Concentration-dependent activity of LVs for estrogenic (bisphenol A, bisphenol B, 4-nonylphenol, and 4-cumylphenol) and antiestrogenic (4-hydroxytamoxifen, clomiphene citrate, and fulvestrant) compounds. (A) The plots show LVs found to be active in each compound along with their PoD across the dose-range tested. The presence or absence of association with biology is reported in cyan and red, respectively. (B) Gene sets aligning with LV 30, which was found to be active in all the estrogenic and antiestrogenic compounds along with the AUC and the FDR set at 0.7 and 0.05, respectively. (C) Concentration–response models for LV30 in response to ER agonists and ER antagonists.
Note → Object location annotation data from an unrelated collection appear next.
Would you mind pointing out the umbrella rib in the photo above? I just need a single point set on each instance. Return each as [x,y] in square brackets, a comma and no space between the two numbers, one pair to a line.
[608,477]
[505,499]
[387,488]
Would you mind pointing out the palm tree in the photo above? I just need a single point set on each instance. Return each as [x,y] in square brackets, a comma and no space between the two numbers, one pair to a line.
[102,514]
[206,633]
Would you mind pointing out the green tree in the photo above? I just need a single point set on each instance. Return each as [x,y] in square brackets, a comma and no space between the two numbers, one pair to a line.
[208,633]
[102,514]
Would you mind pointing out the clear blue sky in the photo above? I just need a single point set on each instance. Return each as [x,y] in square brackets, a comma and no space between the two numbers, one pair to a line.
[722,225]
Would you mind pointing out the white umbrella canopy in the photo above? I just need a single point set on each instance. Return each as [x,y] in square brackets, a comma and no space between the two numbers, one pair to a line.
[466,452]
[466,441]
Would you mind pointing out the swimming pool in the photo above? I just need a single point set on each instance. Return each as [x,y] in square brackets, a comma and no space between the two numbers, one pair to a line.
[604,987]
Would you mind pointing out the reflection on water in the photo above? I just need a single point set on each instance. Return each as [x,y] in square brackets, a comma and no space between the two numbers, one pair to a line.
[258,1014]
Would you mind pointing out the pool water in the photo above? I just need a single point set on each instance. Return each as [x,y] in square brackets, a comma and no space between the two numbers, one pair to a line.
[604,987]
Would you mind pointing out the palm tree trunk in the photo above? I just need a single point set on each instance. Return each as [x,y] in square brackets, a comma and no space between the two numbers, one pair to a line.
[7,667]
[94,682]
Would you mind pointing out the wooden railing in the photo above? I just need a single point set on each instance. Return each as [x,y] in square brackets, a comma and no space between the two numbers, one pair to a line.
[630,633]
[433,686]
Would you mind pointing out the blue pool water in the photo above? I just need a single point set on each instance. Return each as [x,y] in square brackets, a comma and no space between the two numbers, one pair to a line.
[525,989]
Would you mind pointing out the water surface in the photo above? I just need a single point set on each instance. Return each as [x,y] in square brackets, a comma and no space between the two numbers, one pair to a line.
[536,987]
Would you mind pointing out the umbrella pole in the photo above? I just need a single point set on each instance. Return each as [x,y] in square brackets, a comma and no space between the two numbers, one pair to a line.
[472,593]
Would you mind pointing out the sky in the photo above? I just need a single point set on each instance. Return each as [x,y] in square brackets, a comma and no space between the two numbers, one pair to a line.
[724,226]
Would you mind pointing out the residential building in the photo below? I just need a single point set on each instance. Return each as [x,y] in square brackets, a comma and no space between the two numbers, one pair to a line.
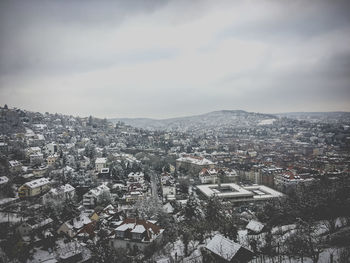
[34,188]
[138,233]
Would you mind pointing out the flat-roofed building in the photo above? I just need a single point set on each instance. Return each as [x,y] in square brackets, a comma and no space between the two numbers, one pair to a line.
[34,188]
[237,193]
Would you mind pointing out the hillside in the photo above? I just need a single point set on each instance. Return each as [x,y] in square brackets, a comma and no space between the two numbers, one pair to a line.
[210,121]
For each panel, the noise band is represented by the gray band spanning zero, while the estimated PoD (green line) is reported along with its confidence intervals (green box). mthd = best-fit concentration–response model; Hitcall = confidence for the fitted model; top = top parameter for the fitted model.

Figure 4

PoD estimates of LVs not aligning with prior knowledge. (A) Distribution of PoDs for compounds having the lowest LV not associated with prior knowledge. The plots display the distribution of the different PoDs (each dot, ordered from lowest to highest) along with their confidence intervals, estimated using the approach developed in this study. PoDs are colored in cyan or red depending on whether they have an association with existing gene sets (aligning) or not (not aligning), respectively. (B) The scatterplot shows the agreement between PoD estimates across the two methods: the gene signature (GS) and PLIER. Chemicals are colored depending on whether the LV with the lowest PoD aligns (cyan) or not (red) with prior knowledge.

Figure 5

LV activity. The plot shows LVs found to be active in each compound across the different cell lines. The y-axis reports the different LVs found to be active, while the x-axis shows the concentration range tested in the log scale. The presence or absence of association with biology is reported in cyan and red, respectively.

Figure 6

Summary of the biological activity for andrographolide, flutamide, and triclosan. (A) The table displays LVs found to be active in each treatment/cell line along with the AUC and the FDR. (B) The concentration–response plots show example activities for some of the LVs listed in (A), modeled using tcplfit2. For each plot, the noise band is represented by the gray band spanning zero, while the estimated PoD (green line) is reported along with its confidence intervals (green box). mthd = best-fit concentration–response model; Hitcall = confidence for the fitted model; top = top parameter for the fitted model.

Figure 7

Agreement between PoD estimates across methods. The CCC is reported along with the CI.